Custos ambientais irão remodelar o setor. No futuro, as regulações sobre emissões de carbono ficarão cada vez mais rigorosas. Grandes empresas de transporte marítimo poderão aproveitar sua escala para realizar a “transição verde” de suas frotas a custos relativamente baixos, enquanto pequenas e médias empresas enfrentarão custos de conformidade muito mais altos. Isso provavelmente levará a uma maior concentração do setor em grandes players.

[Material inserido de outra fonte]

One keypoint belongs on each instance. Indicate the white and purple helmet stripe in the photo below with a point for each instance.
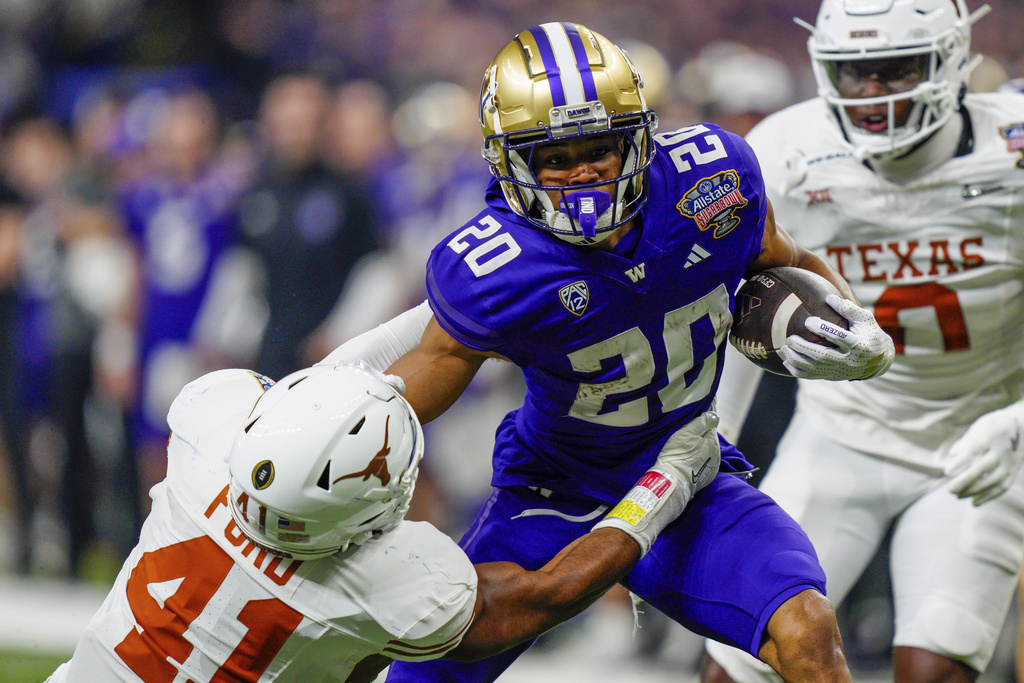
(565, 63)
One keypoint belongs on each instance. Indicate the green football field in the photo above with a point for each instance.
(26, 668)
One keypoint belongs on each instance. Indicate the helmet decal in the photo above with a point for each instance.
(564, 60)
(263, 474)
(378, 464)
(327, 419)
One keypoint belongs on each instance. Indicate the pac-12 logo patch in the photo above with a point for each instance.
(574, 297)
(713, 203)
(1014, 134)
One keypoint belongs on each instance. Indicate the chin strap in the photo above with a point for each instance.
(585, 208)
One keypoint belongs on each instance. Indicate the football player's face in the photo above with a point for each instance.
(579, 161)
(876, 78)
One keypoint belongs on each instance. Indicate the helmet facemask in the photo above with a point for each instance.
(929, 38)
(521, 107)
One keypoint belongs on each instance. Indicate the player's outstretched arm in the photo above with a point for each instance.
(514, 605)
(436, 371)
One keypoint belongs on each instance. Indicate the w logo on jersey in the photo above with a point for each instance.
(574, 297)
(637, 273)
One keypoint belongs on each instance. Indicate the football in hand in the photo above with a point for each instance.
(772, 305)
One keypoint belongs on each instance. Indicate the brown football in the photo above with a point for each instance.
(772, 305)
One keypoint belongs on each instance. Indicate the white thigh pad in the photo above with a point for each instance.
(740, 666)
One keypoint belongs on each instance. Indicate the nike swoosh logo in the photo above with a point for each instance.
(696, 475)
(973, 191)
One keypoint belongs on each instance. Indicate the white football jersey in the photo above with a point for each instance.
(197, 601)
(940, 261)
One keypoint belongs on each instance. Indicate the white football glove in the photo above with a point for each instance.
(687, 463)
(392, 381)
(984, 461)
(863, 350)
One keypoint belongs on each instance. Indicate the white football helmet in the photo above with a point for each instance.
(555, 82)
(328, 458)
(936, 32)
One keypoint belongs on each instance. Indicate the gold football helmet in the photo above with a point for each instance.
(555, 82)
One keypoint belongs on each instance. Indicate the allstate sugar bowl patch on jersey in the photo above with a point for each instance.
(713, 203)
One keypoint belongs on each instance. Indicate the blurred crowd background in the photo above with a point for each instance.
(194, 184)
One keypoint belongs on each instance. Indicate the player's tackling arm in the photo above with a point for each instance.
(437, 371)
(514, 605)
(778, 248)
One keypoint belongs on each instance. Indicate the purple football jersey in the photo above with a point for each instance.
(616, 352)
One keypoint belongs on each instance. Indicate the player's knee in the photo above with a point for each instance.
(712, 672)
(804, 629)
(951, 630)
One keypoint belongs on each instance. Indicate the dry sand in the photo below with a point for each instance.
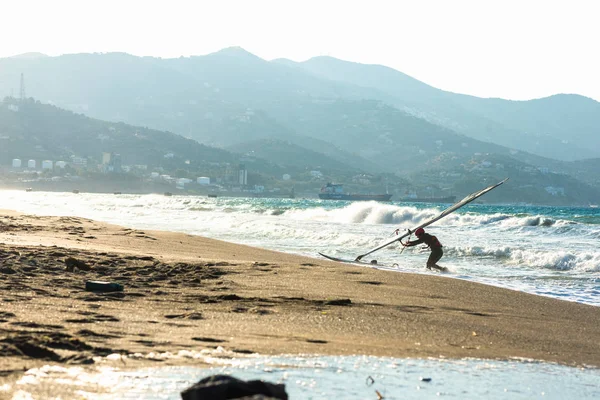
(189, 292)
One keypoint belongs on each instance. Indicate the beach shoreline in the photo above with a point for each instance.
(185, 292)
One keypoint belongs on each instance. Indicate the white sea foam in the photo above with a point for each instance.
(480, 243)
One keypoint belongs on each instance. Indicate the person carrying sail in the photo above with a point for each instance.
(433, 243)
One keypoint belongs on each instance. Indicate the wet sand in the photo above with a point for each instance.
(186, 292)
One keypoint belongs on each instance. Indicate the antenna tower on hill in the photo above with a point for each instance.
(22, 92)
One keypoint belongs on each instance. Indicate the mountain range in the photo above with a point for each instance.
(333, 112)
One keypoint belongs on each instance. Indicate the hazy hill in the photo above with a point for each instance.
(31, 130)
(564, 127)
(381, 116)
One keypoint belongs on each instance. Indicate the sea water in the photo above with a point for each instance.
(548, 251)
(329, 377)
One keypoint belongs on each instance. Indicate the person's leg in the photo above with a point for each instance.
(434, 257)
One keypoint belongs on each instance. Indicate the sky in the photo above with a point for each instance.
(510, 49)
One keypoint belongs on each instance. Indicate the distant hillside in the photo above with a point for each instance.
(564, 127)
(386, 120)
(288, 154)
(31, 130)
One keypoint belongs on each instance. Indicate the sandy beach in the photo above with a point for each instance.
(189, 292)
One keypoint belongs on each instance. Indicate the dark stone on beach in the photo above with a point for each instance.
(224, 387)
(73, 263)
(338, 302)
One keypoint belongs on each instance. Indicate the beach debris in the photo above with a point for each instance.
(338, 302)
(101, 286)
(72, 263)
(223, 387)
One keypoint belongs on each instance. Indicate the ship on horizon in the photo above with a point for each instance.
(335, 191)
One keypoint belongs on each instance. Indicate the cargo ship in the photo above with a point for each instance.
(333, 191)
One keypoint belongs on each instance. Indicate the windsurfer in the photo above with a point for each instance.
(433, 243)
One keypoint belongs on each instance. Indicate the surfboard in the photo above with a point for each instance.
(444, 213)
(372, 264)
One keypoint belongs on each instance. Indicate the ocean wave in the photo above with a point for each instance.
(388, 214)
(559, 260)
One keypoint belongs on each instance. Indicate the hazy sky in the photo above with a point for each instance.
(519, 49)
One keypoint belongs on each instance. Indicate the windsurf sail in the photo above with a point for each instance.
(444, 213)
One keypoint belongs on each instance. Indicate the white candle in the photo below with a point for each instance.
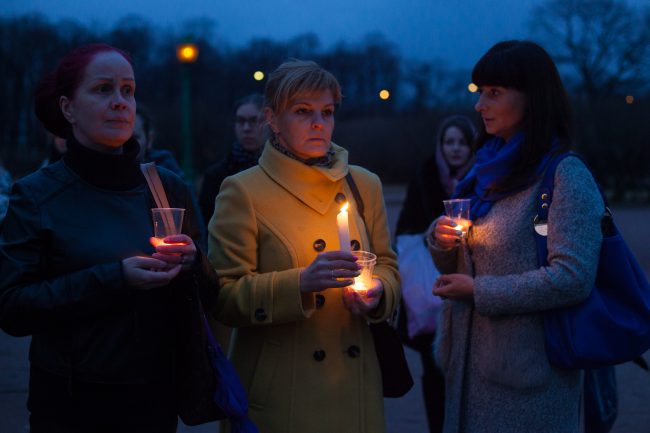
(359, 287)
(343, 228)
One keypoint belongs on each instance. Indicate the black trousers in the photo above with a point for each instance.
(433, 381)
(58, 405)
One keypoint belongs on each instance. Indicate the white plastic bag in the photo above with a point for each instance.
(418, 274)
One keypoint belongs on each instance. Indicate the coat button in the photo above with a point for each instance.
(260, 315)
(319, 355)
(353, 351)
(319, 245)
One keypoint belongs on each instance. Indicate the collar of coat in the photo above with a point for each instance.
(315, 186)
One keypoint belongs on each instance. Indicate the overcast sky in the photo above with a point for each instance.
(457, 32)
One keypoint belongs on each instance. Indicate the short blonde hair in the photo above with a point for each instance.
(295, 78)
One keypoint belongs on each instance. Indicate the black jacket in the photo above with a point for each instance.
(61, 279)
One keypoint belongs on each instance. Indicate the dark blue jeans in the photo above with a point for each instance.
(58, 405)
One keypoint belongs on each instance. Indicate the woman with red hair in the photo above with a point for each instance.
(77, 270)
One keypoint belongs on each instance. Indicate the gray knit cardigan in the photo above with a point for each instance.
(498, 378)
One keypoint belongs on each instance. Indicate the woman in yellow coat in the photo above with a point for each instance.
(302, 345)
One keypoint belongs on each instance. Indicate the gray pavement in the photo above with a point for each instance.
(403, 415)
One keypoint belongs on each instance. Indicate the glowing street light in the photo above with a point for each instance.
(187, 53)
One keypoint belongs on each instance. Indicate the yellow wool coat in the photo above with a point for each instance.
(308, 364)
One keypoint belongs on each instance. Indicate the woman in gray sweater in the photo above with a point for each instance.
(491, 341)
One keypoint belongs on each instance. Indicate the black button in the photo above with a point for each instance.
(319, 355)
(260, 315)
(353, 351)
(319, 245)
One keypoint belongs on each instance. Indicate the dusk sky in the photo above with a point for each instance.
(457, 32)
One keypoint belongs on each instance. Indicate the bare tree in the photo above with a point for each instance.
(606, 41)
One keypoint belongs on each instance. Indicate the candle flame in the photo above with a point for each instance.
(157, 242)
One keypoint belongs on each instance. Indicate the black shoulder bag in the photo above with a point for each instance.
(395, 374)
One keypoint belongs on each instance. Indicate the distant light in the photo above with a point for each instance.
(187, 53)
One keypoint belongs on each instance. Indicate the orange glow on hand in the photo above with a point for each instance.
(156, 242)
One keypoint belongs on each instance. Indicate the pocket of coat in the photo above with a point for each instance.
(511, 353)
(264, 373)
(442, 342)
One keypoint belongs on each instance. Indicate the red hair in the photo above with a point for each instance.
(64, 81)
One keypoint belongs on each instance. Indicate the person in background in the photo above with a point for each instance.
(57, 147)
(433, 182)
(490, 344)
(250, 134)
(78, 271)
(145, 133)
(302, 343)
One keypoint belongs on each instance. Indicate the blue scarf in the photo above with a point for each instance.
(494, 161)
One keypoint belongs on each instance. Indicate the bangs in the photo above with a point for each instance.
(498, 68)
(310, 84)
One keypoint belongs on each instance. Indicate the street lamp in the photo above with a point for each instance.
(186, 54)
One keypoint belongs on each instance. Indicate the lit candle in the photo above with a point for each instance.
(343, 228)
(359, 287)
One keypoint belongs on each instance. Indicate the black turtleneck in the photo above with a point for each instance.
(119, 172)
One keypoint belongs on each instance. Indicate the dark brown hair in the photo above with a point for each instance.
(528, 68)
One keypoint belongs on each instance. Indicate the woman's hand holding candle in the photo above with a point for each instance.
(175, 250)
(343, 226)
(360, 304)
(447, 232)
(329, 269)
(147, 272)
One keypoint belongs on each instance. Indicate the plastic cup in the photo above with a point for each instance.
(458, 210)
(167, 221)
(366, 260)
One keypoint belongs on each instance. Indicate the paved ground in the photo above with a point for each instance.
(404, 415)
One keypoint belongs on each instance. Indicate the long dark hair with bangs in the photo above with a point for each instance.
(528, 68)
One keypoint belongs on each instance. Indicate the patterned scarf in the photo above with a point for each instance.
(319, 161)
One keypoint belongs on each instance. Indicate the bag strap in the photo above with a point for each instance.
(357, 197)
(152, 177)
(155, 184)
(545, 197)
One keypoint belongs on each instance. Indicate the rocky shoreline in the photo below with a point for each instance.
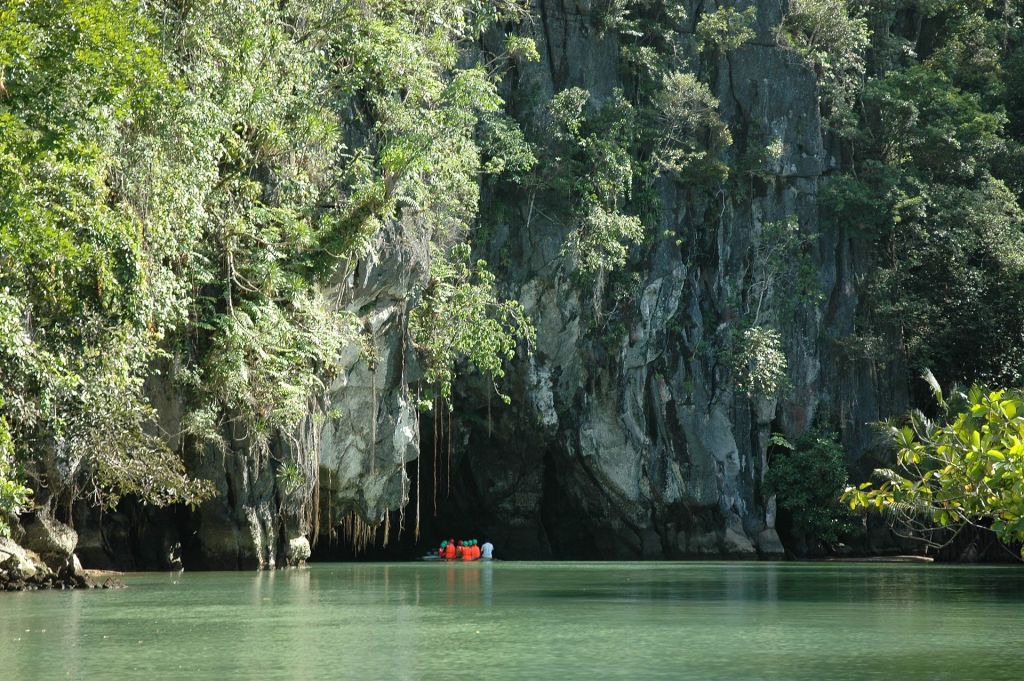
(40, 554)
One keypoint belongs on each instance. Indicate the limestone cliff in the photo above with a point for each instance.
(623, 440)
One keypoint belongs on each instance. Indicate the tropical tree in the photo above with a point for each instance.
(966, 469)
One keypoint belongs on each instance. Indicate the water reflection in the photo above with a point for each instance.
(692, 621)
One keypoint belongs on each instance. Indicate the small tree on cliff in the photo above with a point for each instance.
(966, 470)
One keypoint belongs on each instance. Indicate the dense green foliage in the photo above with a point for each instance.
(933, 185)
(180, 185)
(968, 468)
(461, 315)
(807, 478)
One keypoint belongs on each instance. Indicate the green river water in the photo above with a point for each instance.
(529, 621)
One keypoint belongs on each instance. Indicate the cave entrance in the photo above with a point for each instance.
(450, 506)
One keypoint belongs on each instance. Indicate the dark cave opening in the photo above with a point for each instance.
(442, 492)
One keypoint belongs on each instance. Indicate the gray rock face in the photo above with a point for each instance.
(636, 443)
(623, 441)
(49, 538)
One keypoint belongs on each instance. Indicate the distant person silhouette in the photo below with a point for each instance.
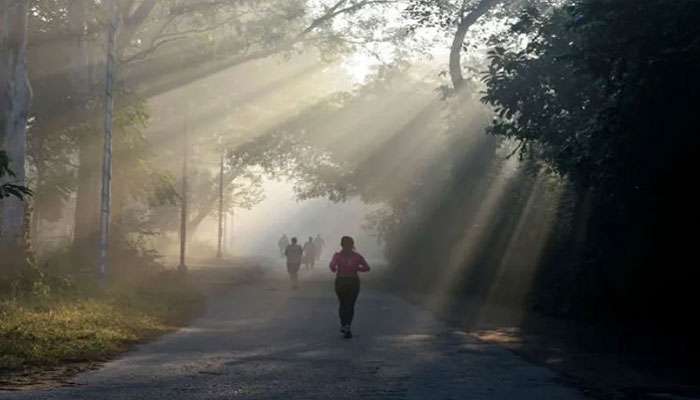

Quem vale a pena comprar? Quem deve evitar?

Com a situação atual do setor, os princípios para investir em ações de transporte marítimo são:

Priorizar grandes empresas. Maersk (AMKBY), Hapag-Lloyd (HPGLY), com valor de mercado acima de 10 bilhões de dólares, possuem maior capacidade de controle de custos e resistência ao risco em períodos de baixa do setor. Orient Overseas (OROVY), uma das sete maiores empresas de navegação do mundo, também merece consideração.

Ser cauteloso com empresas de menor capitalização. Empresas menores têm espaço de sobrevivência limitado diante das oscilações macroeconômicas e podem ser facilmente eliminadas.

A estrutura das rotas é fundamental. Evite empresas excessivamente dependentes de rotas do Extremo Oriente para a Europa e as Américas. Com a reestruturação da cadeia de suprimentos, o potencial de crescimento dessas empresas diminui significativamente.

Fique atento à idade da frota. Empresas com navios mais novos estão mais alinhadas às futuras exigências ambientais e podem evitar riscos regulatórios futuros.

O ritmo de investimento é crucial

As ações de transporte marítimo são típicas ações cíclicas. O investimento deve seguir o grande ciclo — fazer compras em baixa, manter a longo prazo e vender perto do topo.

Como está o momento atual? O Federal Reserve ainda não iniciou uma redução real das taxas de juros, e os sinais de recuperação econômica global ainda não são suficientemente fortes. Isso indica que as ações do setor podem ainda passar por um período de ajuste. A estratégia mais sensata é não comprar tudo de uma vez agora, mas esperar sinais mais claros de recuperação econômica para então construir posições gradualmente.

No geral, as ações de transporte marítimo ainda podem subir, mas isso não acontecerá a curto prazo. Esteja preparado, escolha os ativos certos e ajuste seu ritmo — esses três pontos são essenciais.